How to get the best PPC Landing Pages?
PPC advertising has many components that need to play together to be successful. One of the components involved is the landing page. First of all it should be called landing website as a single landing page website type of target will get you a low quality score and a high cost per click (CPC). In most cases this would make your efforts unprofitable. Building a landing page can be considered an art and often outsourcing is the way to go. I ran into the following website www. getlandingpages.com (no affiliate link + nofollow applied) and looked at their samples on their website. I like what they have done and pricing seems to be reasonable. I have not yet tried their service, so I do not know how these landing pages convert. Have you? Would be great to hear from you. Feel free to post a comment.
Anyway, what needs to be included into a landing page website? Well, the entire website should have at least 5 – 10 pages. The more, the better. In those pages you should have a “sitemap”, an “about us” page, a “contact us” page, as well as a generic “main page” or “index page”. That would be the bare minimum you will need. You also need to include links from your actual landing page to at least 2 other pages of your website, so that the customer has a choice. Here is the problem. Usually you do not want to give them a choice other than going to the merchant and eventually convert to a sale. The art is to include the links in a way that the PPC program bot (example: Google Adwords bot) is satisfied finding a link, but at the same time making the link as difficult to find as possible. There are several ways to do this. You could use CSS to mask the link to the other pages to show up like normal text and not to be underlined or in a different color. You could also strategically place the link at the very bottom of your landing page buried under many page breaks and displayed in a way not to motivate a click. No matter what these links to your other pages of your landing website should open in a new browser window leaving the landing page open. For me is working well the following. I build my landing page and then I use that page as a template for all other pages. My landing pages are filled with keywords and good text that matches the keywords in my PPC campaigns as good as possible.
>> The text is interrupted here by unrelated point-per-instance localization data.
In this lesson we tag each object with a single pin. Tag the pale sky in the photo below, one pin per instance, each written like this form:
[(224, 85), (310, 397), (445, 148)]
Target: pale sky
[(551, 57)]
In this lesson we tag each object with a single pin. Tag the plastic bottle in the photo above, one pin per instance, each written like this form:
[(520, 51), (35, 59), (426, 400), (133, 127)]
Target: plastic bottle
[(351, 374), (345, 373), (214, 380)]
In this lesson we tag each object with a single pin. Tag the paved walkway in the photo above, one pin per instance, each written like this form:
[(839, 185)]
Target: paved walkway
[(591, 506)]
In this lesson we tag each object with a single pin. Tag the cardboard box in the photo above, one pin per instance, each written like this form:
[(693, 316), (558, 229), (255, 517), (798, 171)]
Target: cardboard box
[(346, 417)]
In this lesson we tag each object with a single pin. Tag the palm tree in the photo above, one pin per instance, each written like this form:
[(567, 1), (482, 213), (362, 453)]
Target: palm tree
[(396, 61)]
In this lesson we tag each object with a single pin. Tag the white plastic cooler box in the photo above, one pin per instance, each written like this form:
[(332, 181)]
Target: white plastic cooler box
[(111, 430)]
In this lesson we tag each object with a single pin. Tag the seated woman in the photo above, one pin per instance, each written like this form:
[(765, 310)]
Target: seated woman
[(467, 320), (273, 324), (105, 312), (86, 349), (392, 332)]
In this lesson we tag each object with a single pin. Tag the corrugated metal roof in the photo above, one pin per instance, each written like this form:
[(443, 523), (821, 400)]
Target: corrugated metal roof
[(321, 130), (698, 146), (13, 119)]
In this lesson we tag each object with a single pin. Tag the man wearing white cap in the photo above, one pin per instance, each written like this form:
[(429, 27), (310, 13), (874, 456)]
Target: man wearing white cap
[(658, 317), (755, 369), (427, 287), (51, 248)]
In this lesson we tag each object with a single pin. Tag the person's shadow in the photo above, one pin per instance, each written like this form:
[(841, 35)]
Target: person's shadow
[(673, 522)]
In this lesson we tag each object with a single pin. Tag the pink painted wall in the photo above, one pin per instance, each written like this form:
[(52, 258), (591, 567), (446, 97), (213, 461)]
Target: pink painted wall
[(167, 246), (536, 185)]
There is often a graphic/image up on top and then text underneath. As I use this as a template, each page of my site (if that domain is dedicated for that one single purpose) is pretty much a landing page with the purpose to convert the visitor to a lead. The only thing I change is the text on each page. So far this has worked out good and my quality scores are usually good or great.
Here is an example of a landing page of mine for ringtones. This is not the full-blown thing as you can tell, but I can mention here that I took that same page and use it as a sample to build an entire website around it. Each of the pages looks the same except for different text at the bottom. If you look at the page the majority of the content that is above the fold animates to sign up for ringtones. Anything below the fold (or page break) is not really considered good for the purpose of converting to a lead or customer. As this is just a demo domain, you can rest assured that the real thing is actually carrying Google Page Rank and even ranks considerably well in search engines. Important is that you still provide a) unique content and b) something of value even though your main goal is to sell ringtone downloads.
So, when thinking landing pages you should actually think landing websites.